Nickel induces ROS production in P. caudatum. (A) Cells were exposed to 10 μM NiSO₄ or 10 μM antioxidant tert-butylhydroquinone (tBHQ) for 24 h. Luminescent signals were obtained using an ROS-Glo H₂O₂ assay kit to measure H₂O₂ levels. Bars show mean fold changes ± SD from 4 replicate wells compared to 4 untreated control samples (*, P < 0.01, Student's t test). (B) Induction of NCI16 or PcGST1 mRNA in P. caudatum treated with either 1 mM H₂O₂ or 10 μM tBHQ for 24 h. Bars show mean fold changes ± SD from triplicate qRT-PCR assays compared to untreated control cells.

FIG 7

Analysis of PcGST1 gene promoter. (A) Putative promoter sequence of the PcGST1 gene. Canonical TATA binding boxes are outlined. The bent arrow indicates the putative transcription initiation point. (B) Map of expression vector pGT1-MpLuc1H, carrying the planktonic luciferase gene (MpLuc1) downstream of the SpeI-EcoRI fragment of the PcGST1 gene promoter.
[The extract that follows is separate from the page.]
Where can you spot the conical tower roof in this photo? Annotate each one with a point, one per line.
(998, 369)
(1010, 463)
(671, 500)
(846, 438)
Telomere sequences were designed to stabilize a linearized vector in the macronucleus of P. caudatum. (C) Schema of pGT1-MpLuc1H transformant clones incubated with (Ni⁺) or without (Ni⁻) 10 μM NiSO₄. Control (Ni⁻) cells were cultured in regular medium at the same time as Ni⁺ cells. prep, preparation. (D) Relative luciferase activities were measured in pGT1-MpLuc1H transformant clones at 1, 3, and 6 days after treatment with or without 10 μM NiSO₄. Values represent mean fold induction determined from triplicate measurements. The activity of untreated cells is defined as 1.0. (E) Induction kinetics of MpLuc1 mRNA in 3 transformant clones after treatment with (Ni⁺) or without (Ni⁻) 10 μM NiSO₄. Values obtained for MpLuc1 mRNA were normalized to those for P. caudatum α-tubulin mRNA.